I'll start off with the visit.
When we became a new department, we inherited what was there. That didn't meet anybody's needs, so we just totally destroyed it. We have a temporary ops centre that's still there, but early November would probably be a great time to come back. You're certainly welcome to tour that once we get rid of the construction helmets and those kinds of things.
As for what it does, there are a number of main functions. The first one is a monitoring and reporting function. As I mentioned before, there are different areas that it monitors for, and they're fairly wide. It's much more than for emergencies, it's for public safety writ large, if you will. Then there are a number of kinds of products that it will report on. There's one that we call an information bulletin, and it primarily goes to our minister, the minister's staff, and the Privy Council Office, to give them a heads-up. It contains unconfirmed, uncorroborated information, and within thirty minutes we'll come back with what we call a notification. That then comes with accredited and, as best we can, certified information as to what may be occurring.
Depending on that, in the other areas that we have, we gather situational awareness. It's really that whole thing to develop, in more military terms, a common operating picture. With that kind of information, we then take a look at doing a risk assessment. We don't do threat assessments. Those are done by CSIS, the RCMP, DND, etc. We do a risk assessment that asks the questions, “What do we care? What does this mean? And if it does mean something, what do we do? Is there a particular plan that's already in place that we implement, or do we have to develop something to respond specifically to this?” There will be an immediate action plan if we don't have a plan to do that.

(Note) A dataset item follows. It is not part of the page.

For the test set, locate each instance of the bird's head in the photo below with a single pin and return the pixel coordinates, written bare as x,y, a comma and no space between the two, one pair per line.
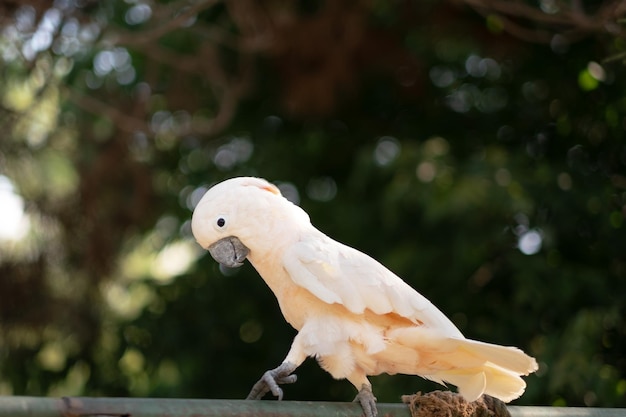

Our last function is operations coordination, which is done at the strategic level, which is different from the very pointy end, the tactical level or, say, the mid-level operational level. Within the operations centre right now, the director of the operations centre is from the Canadian Forces. We have a planner from the Canadian Forces who is responsible for their pandemic plan, so he's a highly trained planner. And we are integrating our planning system with the military planning system. We're finding a lot of that is then in line with the 2010 planning for the Olympics. We have former RCMP and CSIS members within the entire Government Operations Centre who look at situational awareness, risk assessment, planning, as I talked about, and ops coordination.
When something happens, if it's very small and very quick.... There are a number of times that you've probably read about in the papers when there are people who are on aircraft who are on the American no-fly list. Sometimes it's required that either Canadians or Americans under NORAD will scramble jets to do protection on that, and then they go through a series of checks to find out whether or not they can confirm a risk or deny a risk. We are immediately involved with five key departments in terms of determining the risk. If there was ever an opportunity or the occasion when it was decided at the highest levels that the aircraft would have to be shot down, we'd be involved in the consequence management of that, notifying the provinces and providing the assistance that would be needed.
Some events will happen in less than twenty minutes. Other events are fairly long-term. Our role with the repatriation of the Lebanese citizens took about three or four weeks. By and large, that was a fairly simple thing for us as the interlocutors between Foreign Affairs Canada and the provinces and the local municipalities, like Montreal. Certainly Quebec did an excellent job of looking after returning citizens for the first 72 hours. Ontario and the City of Ottawa equally did some excellent work there. So we would also perform that liaison function, that situational awareness, that passing of that kind of information.
As an event grows for us to level two and then level three, simplistically we'd do more of the same, but we'd bring in people from other departments and agencies. We see ourselves as simply the experts in the process, the emergency response process. We are not experts, nor do we intend to be experts. If there was a radiological threat or a biological threat or a national security threat, we'd bring in the experts from the areas that have that expertise and they would fit into the planning process, the risk assessment process, and the ops coordination process, and they would be very key in that one.